Investing in foreign markets involves additional risks, including exchange rate changes, political and economic unrest, relatively low market liquidity and the potential difference in financial and accounting controls and standards. The portfolio may invest in small, mid-sized, or emerging companies, which are susceptible to greater risk than is customarily associated with investing in more established companies. The portfolio may invest in high yield or lower-rated securities, which may provide greater returns but are subject to greater-than average risk.

Diversification does not assure a profit or protect against loss in a declining market.
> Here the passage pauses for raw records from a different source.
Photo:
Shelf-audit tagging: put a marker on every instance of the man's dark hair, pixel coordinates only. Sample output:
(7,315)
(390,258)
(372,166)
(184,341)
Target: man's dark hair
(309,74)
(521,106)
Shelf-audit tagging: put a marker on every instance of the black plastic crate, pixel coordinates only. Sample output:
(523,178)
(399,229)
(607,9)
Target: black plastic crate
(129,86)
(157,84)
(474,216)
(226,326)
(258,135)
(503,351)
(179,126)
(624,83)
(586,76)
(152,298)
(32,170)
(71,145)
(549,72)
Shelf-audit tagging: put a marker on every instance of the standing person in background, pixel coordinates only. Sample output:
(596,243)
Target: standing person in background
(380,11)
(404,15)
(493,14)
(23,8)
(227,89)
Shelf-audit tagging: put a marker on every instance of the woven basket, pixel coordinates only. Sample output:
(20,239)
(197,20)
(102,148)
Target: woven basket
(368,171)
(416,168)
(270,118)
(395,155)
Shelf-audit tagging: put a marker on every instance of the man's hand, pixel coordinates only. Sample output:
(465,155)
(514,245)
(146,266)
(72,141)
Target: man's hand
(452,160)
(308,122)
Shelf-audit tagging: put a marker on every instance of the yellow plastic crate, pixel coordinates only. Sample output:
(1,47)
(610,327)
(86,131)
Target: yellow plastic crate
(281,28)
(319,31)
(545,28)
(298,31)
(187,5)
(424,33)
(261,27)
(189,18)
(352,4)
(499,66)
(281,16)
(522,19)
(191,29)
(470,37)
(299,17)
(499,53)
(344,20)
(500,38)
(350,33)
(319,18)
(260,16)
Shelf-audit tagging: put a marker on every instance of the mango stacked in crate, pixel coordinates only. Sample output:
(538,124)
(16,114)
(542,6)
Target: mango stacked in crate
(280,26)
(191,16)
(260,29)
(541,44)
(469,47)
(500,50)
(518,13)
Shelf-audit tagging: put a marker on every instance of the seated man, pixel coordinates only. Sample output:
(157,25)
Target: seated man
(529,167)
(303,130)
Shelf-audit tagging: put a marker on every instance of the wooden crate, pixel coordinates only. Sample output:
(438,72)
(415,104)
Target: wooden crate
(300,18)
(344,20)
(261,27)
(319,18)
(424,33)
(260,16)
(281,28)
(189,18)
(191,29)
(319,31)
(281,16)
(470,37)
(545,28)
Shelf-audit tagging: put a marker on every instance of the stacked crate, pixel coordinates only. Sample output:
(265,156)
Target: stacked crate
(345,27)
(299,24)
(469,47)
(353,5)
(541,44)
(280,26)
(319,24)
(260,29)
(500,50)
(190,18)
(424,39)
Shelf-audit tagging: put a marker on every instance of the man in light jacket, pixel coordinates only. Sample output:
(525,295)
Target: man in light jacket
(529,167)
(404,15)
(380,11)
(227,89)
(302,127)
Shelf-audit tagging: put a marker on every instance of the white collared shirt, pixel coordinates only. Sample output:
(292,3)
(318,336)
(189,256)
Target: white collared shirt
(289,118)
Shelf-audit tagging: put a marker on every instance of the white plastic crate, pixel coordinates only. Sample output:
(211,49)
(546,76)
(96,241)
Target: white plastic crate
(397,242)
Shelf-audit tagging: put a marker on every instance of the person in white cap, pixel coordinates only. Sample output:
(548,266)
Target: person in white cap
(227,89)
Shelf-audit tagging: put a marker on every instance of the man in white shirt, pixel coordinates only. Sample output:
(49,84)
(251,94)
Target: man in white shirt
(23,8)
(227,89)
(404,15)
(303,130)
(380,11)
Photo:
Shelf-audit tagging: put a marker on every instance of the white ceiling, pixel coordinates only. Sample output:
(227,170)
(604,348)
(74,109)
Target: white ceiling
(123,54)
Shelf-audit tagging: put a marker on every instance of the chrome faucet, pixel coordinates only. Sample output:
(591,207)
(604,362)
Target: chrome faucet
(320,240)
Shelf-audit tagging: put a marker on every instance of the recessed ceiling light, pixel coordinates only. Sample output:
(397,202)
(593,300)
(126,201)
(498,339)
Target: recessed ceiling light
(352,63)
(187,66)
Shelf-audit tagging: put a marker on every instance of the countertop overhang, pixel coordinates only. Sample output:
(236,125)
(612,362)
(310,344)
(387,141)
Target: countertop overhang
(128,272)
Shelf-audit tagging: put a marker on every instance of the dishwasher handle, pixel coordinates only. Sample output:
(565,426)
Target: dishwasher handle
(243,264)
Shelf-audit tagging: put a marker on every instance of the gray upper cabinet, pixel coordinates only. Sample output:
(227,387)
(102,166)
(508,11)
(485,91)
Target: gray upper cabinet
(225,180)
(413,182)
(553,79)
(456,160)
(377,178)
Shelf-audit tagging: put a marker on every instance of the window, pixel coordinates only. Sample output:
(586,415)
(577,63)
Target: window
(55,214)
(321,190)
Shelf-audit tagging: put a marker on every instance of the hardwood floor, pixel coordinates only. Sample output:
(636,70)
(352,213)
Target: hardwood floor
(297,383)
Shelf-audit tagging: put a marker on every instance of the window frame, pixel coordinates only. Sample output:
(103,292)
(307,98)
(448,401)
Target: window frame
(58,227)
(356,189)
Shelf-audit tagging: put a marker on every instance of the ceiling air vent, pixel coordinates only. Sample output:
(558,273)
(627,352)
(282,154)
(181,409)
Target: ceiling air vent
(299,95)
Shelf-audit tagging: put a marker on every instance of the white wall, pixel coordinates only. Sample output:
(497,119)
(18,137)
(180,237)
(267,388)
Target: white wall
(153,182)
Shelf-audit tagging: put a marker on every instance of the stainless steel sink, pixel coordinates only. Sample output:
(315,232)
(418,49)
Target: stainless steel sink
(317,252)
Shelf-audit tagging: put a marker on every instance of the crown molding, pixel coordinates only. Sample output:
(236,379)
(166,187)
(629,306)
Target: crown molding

The MATRIX portfolio construction framework distributes the weight of individual stock holdings across a two-dimensional, checker-board grid assigning geographical exposures to regional columns and industry exposures to sector rows. For example, Ferrari is a European auto company; the weight of this stock holding in the portfolio would be placed (like a piece in a game of checkers, having a size reflective of its weight) in the square that represents the intersection of the column for Europe and the row for Consumer Discretionary. By performing this distribution of all position weights twice, once for the portfolio and again for the benchmark index, it can be clearly seen how over- or under-weight the portfolio is relative to the market in the various cells of the matrix. As a risk-control practice, we limit stock weights to control the amount that the portfolio can diverge from the benchmark to within modest tilts ( i.e. +/- 10%). These limits act as “guardrails” to ensure that the portfolio remains well diversified and broadly in-line with market exposures by region and sector.